While American leaders might object on due process, free exercise, free speech, and free assembly grounds to a law focused on ideology or religion, the bill’s overwhelming passage in the National Assembly suggests the French are rightly concerned.
Specifically, the law is for shutting down “organizations … provoking violence or inciting hatred.” While some would see room for anti-Christian, anti-Jewish, or broad anti-religious persecution, the law’s intent is narrowly focused on preempting, deterring, and persuading violence driven by any “ideology.”
Interestingly, some French conservatives voted against the bill, saying it did not go far enough to blunt future ideological violence, while some on the left (traditionally further left than American Democrats, but in line with new Democrats) also voted against it.
So, why did the bill pass, and what lessons might it hold for Americans – at a time when socialist ideological violence is spiking in US streets, and we approach the 20th anniversary of 9-11?
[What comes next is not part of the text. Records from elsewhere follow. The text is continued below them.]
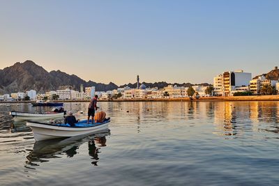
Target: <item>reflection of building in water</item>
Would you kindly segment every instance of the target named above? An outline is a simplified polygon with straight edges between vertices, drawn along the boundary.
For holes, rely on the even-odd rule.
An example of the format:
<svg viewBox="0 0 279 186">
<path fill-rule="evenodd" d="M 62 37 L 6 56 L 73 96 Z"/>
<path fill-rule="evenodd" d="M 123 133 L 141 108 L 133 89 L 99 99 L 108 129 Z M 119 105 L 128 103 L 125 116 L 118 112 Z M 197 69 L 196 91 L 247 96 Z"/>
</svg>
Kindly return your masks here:
<svg viewBox="0 0 279 186">
<path fill-rule="evenodd" d="M 216 102 L 217 107 L 214 109 L 214 123 L 216 130 L 214 133 L 219 135 L 235 135 L 234 123 L 236 116 L 234 102 Z"/>
<path fill-rule="evenodd" d="M 91 162 L 92 164 L 97 166 L 97 162 L 99 160 L 98 153 L 100 153 L 100 148 L 96 147 L 96 144 L 99 144 L 98 145 L 98 146 L 106 146 L 106 142 L 107 139 L 105 137 L 95 137 L 94 139 L 90 139 L 88 141 L 88 154 L 92 157 L 92 160 L 94 160 Z"/>
<path fill-rule="evenodd" d="M 92 164 L 97 166 L 99 158 L 98 157 L 98 148 L 95 146 L 94 139 L 91 139 L 88 141 L 88 154 L 92 157 L 92 160 L 95 160 L 91 162 Z"/>
<path fill-rule="evenodd" d="M 257 130 L 259 117 L 261 117 L 262 110 L 259 106 L 259 102 L 250 102 L 250 118 L 253 123 L 253 130 Z"/>
</svg>

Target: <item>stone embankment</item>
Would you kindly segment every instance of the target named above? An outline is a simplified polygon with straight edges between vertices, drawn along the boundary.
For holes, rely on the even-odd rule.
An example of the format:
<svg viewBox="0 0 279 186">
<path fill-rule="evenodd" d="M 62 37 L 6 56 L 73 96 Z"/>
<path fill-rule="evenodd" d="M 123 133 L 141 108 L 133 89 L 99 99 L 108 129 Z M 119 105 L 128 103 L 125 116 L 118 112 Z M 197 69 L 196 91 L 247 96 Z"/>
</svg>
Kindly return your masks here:
<svg viewBox="0 0 279 186">
<path fill-rule="evenodd" d="M 90 100 L 56 100 L 60 102 L 89 102 Z M 188 98 L 161 98 L 161 99 L 117 99 L 112 100 L 99 100 L 99 102 L 220 102 L 220 101 L 279 101 L 279 95 L 250 95 L 229 97 L 204 97 L 199 99 L 190 100 Z M 31 101 L 0 102 L 1 103 L 31 102 Z"/>
</svg>

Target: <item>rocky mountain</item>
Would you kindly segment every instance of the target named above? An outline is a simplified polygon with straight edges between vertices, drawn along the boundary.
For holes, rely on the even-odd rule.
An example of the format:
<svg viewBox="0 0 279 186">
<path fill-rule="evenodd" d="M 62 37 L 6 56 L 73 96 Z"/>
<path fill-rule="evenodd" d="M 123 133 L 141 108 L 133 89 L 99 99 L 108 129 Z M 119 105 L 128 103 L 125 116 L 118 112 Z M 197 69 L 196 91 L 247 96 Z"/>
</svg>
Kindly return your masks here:
<svg viewBox="0 0 279 186">
<path fill-rule="evenodd" d="M 204 83 L 204 84 L 192 84 L 190 83 L 183 83 L 183 84 L 169 84 L 167 83 L 166 82 L 155 82 L 155 83 L 146 83 L 146 82 L 142 82 L 143 84 L 144 84 L 146 87 L 148 88 L 154 88 L 154 87 L 158 87 L 159 89 L 163 88 L 165 86 L 167 86 L 168 85 L 172 84 L 174 86 L 184 86 L 184 87 L 189 87 L 190 86 L 193 85 L 202 85 L 202 86 L 209 86 L 211 84 L 208 83 Z M 121 85 L 119 86 L 119 88 L 124 88 L 125 86 L 129 86 L 130 88 L 137 88 L 137 83 L 135 84 L 124 84 Z"/>
<path fill-rule="evenodd" d="M 70 87 L 74 90 L 80 91 L 80 84 L 86 86 L 95 86 L 98 91 L 107 91 L 117 88 L 123 88 L 126 86 L 136 88 L 137 84 L 128 84 L 118 86 L 110 82 L 108 84 L 96 83 L 92 81 L 86 82 L 75 75 L 68 75 L 59 70 L 48 72 L 43 67 L 36 65 L 32 61 L 26 61 L 24 63 L 17 62 L 13 65 L 0 70 L 0 94 L 14 92 L 25 92 L 28 90 L 36 90 L 38 93 L 45 93 L 51 90 L 59 90 Z M 147 83 L 143 82 L 146 87 L 158 87 L 163 88 L 171 84 L 165 82 Z M 188 87 L 193 84 L 174 84 L 178 86 Z M 207 86 L 209 84 L 202 84 Z M 63 87 L 63 88 L 61 88 Z"/>
<path fill-rule="evenodd" d="M 0 93 L 26 91 L 33 89 L 39 93 L 58 90 L 61 86 L 70 86 L 80 90 L 84 86 L 95 86 L 98 91 L 109 91 L 118 88 L 110 83 L 104 84 L 92 81 L 85 82 L 75 75 L 68 75 L 60 70 L 48 72 L 43 67 L 31 61 L 16 63 L 10 67 L 0 70 Z"/>
<path fill-rule="evenodd" d="M 260 75 L 257 75 L 253 79 L 257 79 L 259 77 L 264 76 L 267 79 L 271 79 L 271 80 L 278 80 L 279 79 L 279 70 L 278 69 L 277 67 L 275 67 L 273 70 L 271 70 L 268 72 L 267 74 L 262 74 Z"/>
</svg>

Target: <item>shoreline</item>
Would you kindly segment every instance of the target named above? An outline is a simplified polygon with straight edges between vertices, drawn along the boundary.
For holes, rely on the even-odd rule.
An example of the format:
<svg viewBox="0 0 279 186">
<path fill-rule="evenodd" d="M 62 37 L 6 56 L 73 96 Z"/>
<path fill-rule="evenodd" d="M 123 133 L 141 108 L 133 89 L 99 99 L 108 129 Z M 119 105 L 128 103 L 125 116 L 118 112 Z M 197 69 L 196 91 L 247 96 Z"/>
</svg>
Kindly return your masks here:
<svg viewBox="0 0 279 186">
<path fill-rule="evenodd" d="M 82 102 L 86 100 L 53 100 L 54 102 Z M 190 100 L 189 98 L 160 98 L 160 99 L 116 99 L 112 100 L 100 100 L 98 102 L 227 102 L 227 101 L 279 101 L 279 95 L 247 95 L 229 97 L 203 97 Z M 33 101 L 0 101 L 0 103 L 30 103 Z"/>
</svg>

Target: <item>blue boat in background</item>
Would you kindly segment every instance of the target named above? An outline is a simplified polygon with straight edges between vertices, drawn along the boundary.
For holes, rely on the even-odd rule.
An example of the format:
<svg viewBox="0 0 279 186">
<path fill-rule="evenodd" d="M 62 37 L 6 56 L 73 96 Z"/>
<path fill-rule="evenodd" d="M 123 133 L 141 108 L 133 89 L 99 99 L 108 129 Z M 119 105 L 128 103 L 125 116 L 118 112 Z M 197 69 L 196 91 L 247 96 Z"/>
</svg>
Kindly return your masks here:
<svg viewBox="0 0 279 186">
<path fill-rule="evenodd" d="M 63 102 L 54 102 L 43 100 L 37 100 L 36 102 L 31 102 L 32 105 L 34 107 L 36 106 L 46 106 L 46 107 L 62 107 Z"/>
</svg>

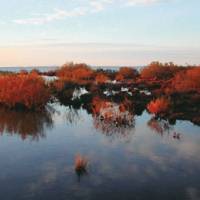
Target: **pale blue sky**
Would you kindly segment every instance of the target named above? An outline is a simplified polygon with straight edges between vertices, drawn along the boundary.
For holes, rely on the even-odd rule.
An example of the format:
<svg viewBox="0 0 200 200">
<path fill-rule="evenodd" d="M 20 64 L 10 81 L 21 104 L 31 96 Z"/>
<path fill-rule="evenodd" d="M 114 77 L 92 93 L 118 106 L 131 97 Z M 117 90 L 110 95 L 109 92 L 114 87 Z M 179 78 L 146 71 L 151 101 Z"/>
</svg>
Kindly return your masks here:
<svg viewBox="0 0 200 200">
<path fill-rule="evenodd" d="M 0 0 L 0 66 L 200 64 L 199 0 Z"/>
</svg>

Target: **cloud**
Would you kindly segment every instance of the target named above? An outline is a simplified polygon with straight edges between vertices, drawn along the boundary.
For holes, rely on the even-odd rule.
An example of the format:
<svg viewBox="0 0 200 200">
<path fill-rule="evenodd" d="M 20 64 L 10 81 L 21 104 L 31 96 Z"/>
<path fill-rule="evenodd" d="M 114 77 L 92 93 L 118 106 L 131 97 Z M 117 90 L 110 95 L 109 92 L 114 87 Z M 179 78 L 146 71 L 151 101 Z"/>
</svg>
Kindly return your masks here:
<svg viewBox="0 0 200 200">
<path fill-rule="evenodd" d="M 64 20 L 68 17 L 78 17 L 87 14 L 92 14 L 95 12 L 102 12 L 107 6 L 136 6 L 136 5 L 151 5 L 158 2 L 163 2 L 168 0 L 89 0 L 85 6 L 79 6 L 73 8 L 72 10 L 54 9 L 52 13 L 36 14 L 36 16 L 14 19 L 13 23 L 16 24 L 32 24 L 40 25 L 46 24 L 57 20 Z"/>
<path fill-rule="evenodd" d="M 135 5 L 150 5 L 161 2 L 162 0 L 127 0 L 126 4 L 129 6 Z"/>
<path fill-rule="evenodd" d="M 61 10 L 61 9 L 54 9 L 53 13 L 49 14 L 37 14 L 37 17 L 31 17 L 26 19 L 16 19 L 13 20 L 16 24 L 45 24 L 56 20 L 62 20 L 66 17 L 76 17 L 85 15 L 87 9 L 84 7 L 77 7 L 71 11 Z"/>
</svg>

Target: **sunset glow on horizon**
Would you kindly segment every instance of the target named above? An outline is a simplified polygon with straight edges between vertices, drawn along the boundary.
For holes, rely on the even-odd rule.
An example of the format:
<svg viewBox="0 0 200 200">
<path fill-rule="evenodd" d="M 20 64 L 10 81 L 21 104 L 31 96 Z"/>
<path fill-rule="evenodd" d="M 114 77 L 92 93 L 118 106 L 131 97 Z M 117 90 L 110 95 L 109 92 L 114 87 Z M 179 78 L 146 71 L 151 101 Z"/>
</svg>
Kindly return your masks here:
<svg viewBox="0 0 200 200">
<path fill-rule="evenodd" d="M 11 0 L 0 5 L 0 66 L 200 64 L 197 0 Z"/>
</svg>

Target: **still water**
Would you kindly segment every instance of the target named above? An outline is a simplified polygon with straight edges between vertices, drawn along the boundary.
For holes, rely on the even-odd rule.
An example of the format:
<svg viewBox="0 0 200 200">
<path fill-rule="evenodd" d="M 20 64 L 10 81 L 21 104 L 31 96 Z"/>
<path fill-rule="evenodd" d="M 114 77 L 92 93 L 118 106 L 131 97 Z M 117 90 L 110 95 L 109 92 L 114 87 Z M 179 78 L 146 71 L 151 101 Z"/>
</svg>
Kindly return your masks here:
<svg viewBox="0 0 200 200">
<path fill-rule="evenodd" d="M 200 127 L 131 117 L 117 125 L 58 103 L 0 109 L 0 199 L 200 199 Z M 88 160 L 82 176 L 77 154 Z"/>
</svg>

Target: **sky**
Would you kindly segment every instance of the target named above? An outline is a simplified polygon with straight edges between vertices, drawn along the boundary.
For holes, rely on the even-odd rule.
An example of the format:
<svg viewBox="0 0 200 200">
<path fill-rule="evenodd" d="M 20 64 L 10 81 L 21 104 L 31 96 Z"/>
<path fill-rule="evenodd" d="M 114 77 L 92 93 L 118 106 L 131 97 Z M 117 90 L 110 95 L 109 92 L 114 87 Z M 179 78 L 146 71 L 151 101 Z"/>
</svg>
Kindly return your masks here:
<svg viewBox="0 0 200 200">
<path fill-rule="evenodd" d="M 200 64 L 199 0 L 0 0 L 0 66 Z"/>
</svg>

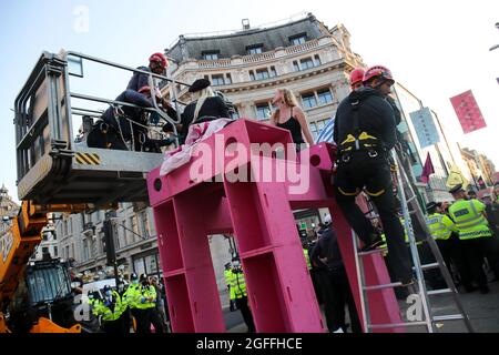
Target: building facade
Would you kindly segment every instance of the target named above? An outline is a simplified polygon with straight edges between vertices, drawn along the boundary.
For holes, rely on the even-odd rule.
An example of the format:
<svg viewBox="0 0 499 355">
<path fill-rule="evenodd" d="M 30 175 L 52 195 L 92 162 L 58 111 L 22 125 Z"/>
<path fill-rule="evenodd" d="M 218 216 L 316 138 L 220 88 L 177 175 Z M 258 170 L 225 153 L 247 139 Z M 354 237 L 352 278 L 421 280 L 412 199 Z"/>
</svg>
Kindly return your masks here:
<svg viewBox="0 0 499 355">
<path fill-rule="evenodd" d="M 348 95 L 349 72 L 361 65 L 350 34 L 338 24 L 328 29 L 312 13 L 271 28 L 247 28 L 225 36 L 181 36 L 166 55 L 170 77 L 186 83 L 206 78 L 235 104 L 238 116 L 266 122 L 275 90 L 291 89 L 307 115 L 314 136 Z M 163 93 L 183 102 L 185 87 L 165 85 Z"/>
<path fill-rule="evenodd" d="M 472 149 L 462 148 L 460 152 L 462 159 L 469 166 L 472 178 L 471 182 L 476 185 L 476 189 L 480 189 L 480 178 L 485 183 L 485 187 L 492 186 L 496 182 L 493 176 L 496 166 L 492 161 L 488 159 L 487 155 Z"/>
</svg>

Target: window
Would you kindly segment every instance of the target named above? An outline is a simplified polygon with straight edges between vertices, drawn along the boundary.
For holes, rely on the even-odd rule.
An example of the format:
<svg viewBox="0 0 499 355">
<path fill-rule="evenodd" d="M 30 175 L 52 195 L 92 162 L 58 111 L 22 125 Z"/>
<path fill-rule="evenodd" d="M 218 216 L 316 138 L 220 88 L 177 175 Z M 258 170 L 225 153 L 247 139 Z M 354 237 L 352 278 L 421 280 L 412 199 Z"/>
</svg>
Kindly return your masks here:
<svg viewBox="0 0 499 355">
<path fill-rule="evenodd" d="M 213 75 L 212 77 L 212 84 L 214 87 L 224 85 L 225 84 L 224 75 Z"/>
<path fill-rule="evenodd" d="M 130 222 L 131 222 L 132 231 L 133 231 L 134 233 L 139 234 L 139 224 L 138 224 L 138 220 L 136 220 L 136 214 L 134 214 L 134 215 L 130 219 Z M 136 236 L 136 235 L 134 235 L 134 236 Z"/>
<path fill-rule="evenodd" d="M 265 120 L 271 116 L 271 108 L 268 103 L 256 104 L 256 118 L 258 120 Z"/>
<path fill-rule="evenodd" d="M 317 97 L 319 98 L 319 104 L 327 104 L 329 102 L 333 102 L 333 94 L 330 93 L 329 89 L 317 91 Z"/>
<path fill-rule="evenodd" d="M 315 67 L 314 65 L 314 61 L 312 60 L 312 58 L 302 59 L 299 61 L 299 63 L 302 64 L 302 70 L 307 70 L 307 69 L 310 69 L 310 68 Z"/>
<path fill-rule="evenodd" d="M 268 70 L 267 69 L 259 69 L 256 71 L 256 80 L 264 80 L 268 79 Z"/>
<path fill-rule="evenodd" d="M 251 54 L 258 54 L 263 52 L 263 44 L 254 44 L 246 47 L 246 53 L 248 55 Z"/>
<path fill-rule="evenodd" d="M 292 45 L 303 44 L 307 41 L 307 33 L 299 33 L 293 37 L 289 37 L 289 42 Z"/>
<path fill-rule="evenodd" d="M 310 132 L 312 132 L 312 135 L 314 136 L 314 139 L 316 139 L 317 138 L 317 124 L 315 124 L 315 122 L 310 122 Z"/>
<path fill-rule="evenodd" d="M 302 95 L 302 102 L 304 109 L 312 109 L 317 105 L 317 99 L 314 93 L 307 93 Z"/>
<path fill-rule="evenodd" d="M 83 240 L 83 261 L 88 261 L 90 258 L 90 247 L 89 247 L 89 240 Z"/>
<path fill-rule="evenodd" d="M 204 51 L 201 54 L 204 60 L 217 60 L 220 58 L 220 51 Z"/>
</svg>

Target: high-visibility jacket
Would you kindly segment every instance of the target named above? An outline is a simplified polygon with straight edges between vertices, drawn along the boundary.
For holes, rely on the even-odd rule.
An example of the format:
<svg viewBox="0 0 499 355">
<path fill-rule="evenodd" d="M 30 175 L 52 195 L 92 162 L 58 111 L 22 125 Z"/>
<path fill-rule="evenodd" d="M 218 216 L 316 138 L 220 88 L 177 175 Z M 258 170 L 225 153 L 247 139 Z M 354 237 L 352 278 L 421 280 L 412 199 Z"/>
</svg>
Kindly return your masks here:
<svg viewBox="0 0 499 355">
<path fill-rule="evenodd" d="M 452 232 L 457 232 L 456 224 L 445 214 L 428 215 L 426 224 L 435 240 L 446 241 L 452 235 Z"/>
<path fill-rule="evenodd" d="M 124 293 L 124 297 L 130 308 L 147 310 L 155 307 L 157 295 L 154 286 L 131 284 Z M 152 298 L 152 301 L 147 298 Z"/>
<path fill-rule="evenodd" d="M 123 314 L 123 304 L 118 292 L 113 291 L 111 298 L 105 297 L 93 303 L 94 314 L 102 315 L 102 321 L 116 321 Z"/>
<path fill-rule="evenodd" d="M 232 268 L 224 271 L 225 284 L 231 287 Z"/>
<path fill-rule="evenodd" d="M 136 304 L 139 310 L 149 310 L 156 306 L 156 290 L 152 285 L 140 286 L 140 300 Z"/>
<path fill-rule="evenodd" d="M 233 271 L 231 275 L 231 300 L 242 298 L 247 296 L 246 280 L 242 271 Z"/>
<path fill-rule="evenodd" d="M 303 248 L 303 255 L 305 255 L 305 262 L 307 263 L 308 270 L 312 270 L 310 256 L 308 255 L 308 250 Z"/>
<path fill-rule="evenodd" d="M 138 304 L 141 303 L 142 295 L 140 287 L 140 284 L 131 284 L 123 294 L 123 298 L 131 310 L 138 308 Z"/>
<path fill-rule="evenodd" d="M 483 215 L 486 205 L 478 200 L 459 200 L 449 207 L 460 240 L 492 236 L 489 223 Z"/>
</svg>

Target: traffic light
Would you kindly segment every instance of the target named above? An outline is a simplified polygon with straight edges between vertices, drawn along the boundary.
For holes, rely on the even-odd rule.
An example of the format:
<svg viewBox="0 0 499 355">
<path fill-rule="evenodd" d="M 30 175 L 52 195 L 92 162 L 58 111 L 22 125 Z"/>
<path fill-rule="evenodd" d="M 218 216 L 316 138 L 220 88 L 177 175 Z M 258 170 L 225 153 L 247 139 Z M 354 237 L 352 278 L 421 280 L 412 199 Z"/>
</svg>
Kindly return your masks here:
<svg viewBox="0 0 499 355">
<path fill-rule="evenodd" d="M 106 264 L 114 265 L 116 262 L 116 250 L 114 247 L 113 224 L 111 223 L 111 220 L 104 221 L 102 232 L 104 232 L 103 247 L 105 252 Z"/>
</svg>

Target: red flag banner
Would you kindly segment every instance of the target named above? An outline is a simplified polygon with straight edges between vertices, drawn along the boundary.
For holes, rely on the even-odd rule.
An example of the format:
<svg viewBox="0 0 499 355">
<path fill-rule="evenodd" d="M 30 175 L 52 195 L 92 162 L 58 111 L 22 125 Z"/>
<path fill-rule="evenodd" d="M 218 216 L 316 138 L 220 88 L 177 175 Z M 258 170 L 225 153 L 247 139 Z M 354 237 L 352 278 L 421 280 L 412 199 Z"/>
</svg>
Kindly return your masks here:
<svg viewBox="0 0 499 355">
<path fill-rule="evenodd" d="M 471 90 L 450 98 L 450 102 L 452 103 L 465 134 L 487 126 Z"/>
<path fill-rule="evenodd" d="M 427 184 L 431 174 L 435 174 L 435 168 L 431 162 L 431 155 L 428 153 L 426 155 L 425 168 L 422 168 L 421 182 Z"/>
</svg>

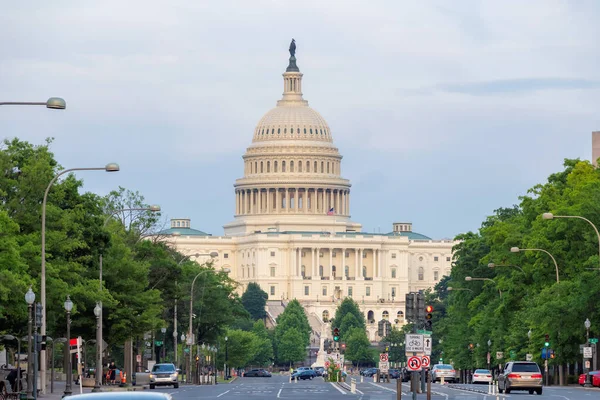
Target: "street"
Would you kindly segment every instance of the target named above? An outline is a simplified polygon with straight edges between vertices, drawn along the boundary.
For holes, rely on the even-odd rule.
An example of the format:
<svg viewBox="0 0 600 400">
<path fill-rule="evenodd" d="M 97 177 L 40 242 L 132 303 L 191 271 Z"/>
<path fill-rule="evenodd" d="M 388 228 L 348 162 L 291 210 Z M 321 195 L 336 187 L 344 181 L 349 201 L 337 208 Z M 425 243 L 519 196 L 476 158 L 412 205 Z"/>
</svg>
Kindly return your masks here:
<svg viewBox="0 0 600 400">
<path fill-rule="evenodd" d="M 312 381 L 300 381 L 298 383 L 289 383 L 286 376 L 273 376 L 272 378 L 238 378 L 229 384 L 219 384 L 216 386 L 181 386 L 179 389 L 171 387 L 155 389 L 170 393 L 175 400 L 197 399 L 197 398 L 218 398 L 219 400 L 240 400 L 243 398 L 260 399 L 327 399 L 339 400 L 355 398 L 357 400 L 385 399 L 394 400 L 396 398 L 396 382 L 392 383 L 374 383 L 372 380 L 365 379 L 360 383 L 360 377 L 357 379 L 356 394 L 341 387 L 338 384 L 324 382 L 322 378 L 316 378 Z M 348 382 L 349 384 L 350 382 Z M 402 399 L 412 398 L 409 393 L 407 383 L 402 385 Z M 595 400 L 600 398 L 600 389 L 583 389 L 576 386 L 568 387 L 545 387 L 541 396 L 530 395 L 527 392 L 515 392 L 509 395 L 488 395 L 485 393 L 473 392 L 478 390 L 487 393 L 486 385 L 432 385 L 432 400 L 493 400 L 498 399 L 552 399 L 552 400 Z M 417 395 L 419 400 L 425 400 L 425 394 Z"/>
</svg>

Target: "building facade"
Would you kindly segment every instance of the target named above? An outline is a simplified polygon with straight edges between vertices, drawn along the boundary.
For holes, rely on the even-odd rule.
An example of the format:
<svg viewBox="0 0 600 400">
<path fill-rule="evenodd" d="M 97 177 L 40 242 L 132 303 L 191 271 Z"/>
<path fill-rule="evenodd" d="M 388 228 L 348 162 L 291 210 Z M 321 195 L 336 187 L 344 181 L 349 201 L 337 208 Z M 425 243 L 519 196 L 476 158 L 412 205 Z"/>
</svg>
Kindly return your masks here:
<svg viewBox="0 0 600 400">
<path fill-rule="evenodd" d="M 389 233 L 362 232 L 351 220 L 351 184 L 325 119 L 308 106 L 294 56 L 283 74 L 283 97 L 259 121 L 243 156 L 235 188 L 234 220 L 224 236 L 171 220 L 162 234 L 198 262 L 217 252 L 241 284 L 257 282 L 277 304 L 298 299 L 312 319 L 326 323 L 346 296 L 355 299 L 376 340 L 377 322 L 404 324 L 407 292 L 433 287 L 450 273 L 452 240 L 432 240 L 411 223 Z M 206 255 L 203 255 L 206 254 Z M 316 322 L 315 322 L 316 321 Z"/>
</svg>

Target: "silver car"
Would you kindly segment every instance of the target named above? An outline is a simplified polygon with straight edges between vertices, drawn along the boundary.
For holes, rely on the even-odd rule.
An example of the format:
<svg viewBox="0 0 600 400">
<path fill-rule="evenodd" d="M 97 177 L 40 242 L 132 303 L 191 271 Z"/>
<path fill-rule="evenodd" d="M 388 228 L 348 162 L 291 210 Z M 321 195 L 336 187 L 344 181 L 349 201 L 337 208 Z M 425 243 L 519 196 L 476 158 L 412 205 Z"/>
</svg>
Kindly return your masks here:
<svg viewBox="0 0 600 400">
<path fill-rule="evenodd" d="M 444 382 L 458 382 L 456 370 L 450 364 L 435 364 L 431 368 L 431 380 L 433 382 L 441 382 L 442 377 L 444 378 Z"/>
<path fill-rule="evenodd" d="M 498 375 L 498 391 L 509 394 L 513 390 L 527 390 L 529 394 L 542 394 L 542 371 L 530 361 L 511 361 Z"/>
<path fill-rule="evenodd" d="M 179 387 L 179 373 L 174 364 L 155 364 L 150 372 L 150 389 L 156 386 L 173 385 Z"/>
</svg>

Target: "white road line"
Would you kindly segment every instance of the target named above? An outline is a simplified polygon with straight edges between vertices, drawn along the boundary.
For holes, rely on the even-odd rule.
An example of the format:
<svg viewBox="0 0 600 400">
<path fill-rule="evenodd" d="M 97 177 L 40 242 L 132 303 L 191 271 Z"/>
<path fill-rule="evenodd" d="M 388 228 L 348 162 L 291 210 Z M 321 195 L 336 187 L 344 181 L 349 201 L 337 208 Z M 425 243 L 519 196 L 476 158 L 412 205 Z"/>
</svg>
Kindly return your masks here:
<svg viewBox="0 0 600 400">
<path fill-rule="evenodd" d="M 346 394 L 346 392 L 344 392 L 342 389 L 340 389 L 339 387 L 337 387 L 337 385 L 333 382 L 329 382 L 331 384 L 331 386 L 333 386 L 334 388 L 336 388 L 338 390 L 338 392 L 340 392 L 341 394 Z"/>
</svg>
In short, this French law responds – according to the Wall Street Journal – to “a string of terrorist attacks in France that have torn at the seams of French society, particularly about the role the educational system is supposed to play in molding the children of French Muslims into citizens of a secular republic.”
In other words, the bill aims to reduce violence driven by radical ideologies – especially radical Islamic ideologies – and to preserve respect for the teaching of constitutional underpinnings and the rule of law.
France is not America, and our Constitution is not the French Constitution, but lessons pop.
First, when ideologically-inspired street violence or terror gets out of hand, a national – in America, state, or federal – response is necessary. We must not back away from law enforcement, or excuse ideological violence, as no civil society can indulge unchecked riots, lack of respect for police, or mass homicides.
Second, much of France’s ideologically driven violence – for better or worse – was imported.
The reality is that borders matter; who is admitted to a country affects civil order. Open borders are dangerous, just as proper vetting and protection of borders offers hope against importing criminals and terrorists.
Third, what gets taught in schools – especially if radical ideologies are taught that undermine respect for constitutional and representative government – matters. In France, the radical ideology being taught is radical Islam, while the larger concern here is radical socialism or Marxism, via foils like CRT.
Finally, vigilance against terrorism – against radical ideologies that seek to justify terror or violence on in civil society – must stay high. As the 20th anniversary of 9-11 approaches, we are put back in mind of threats that require advance attention. Today, while radical Islam is one, radical Marxism is another.
France must protect civil society as the French people conceive it; Americans must be no less vigilant. We must protect our liberties, equal opportunities, constitutional legacy, and history – in schools, towns, cities, states, and as a nation. French attention to civil order reminds us – protect what you love.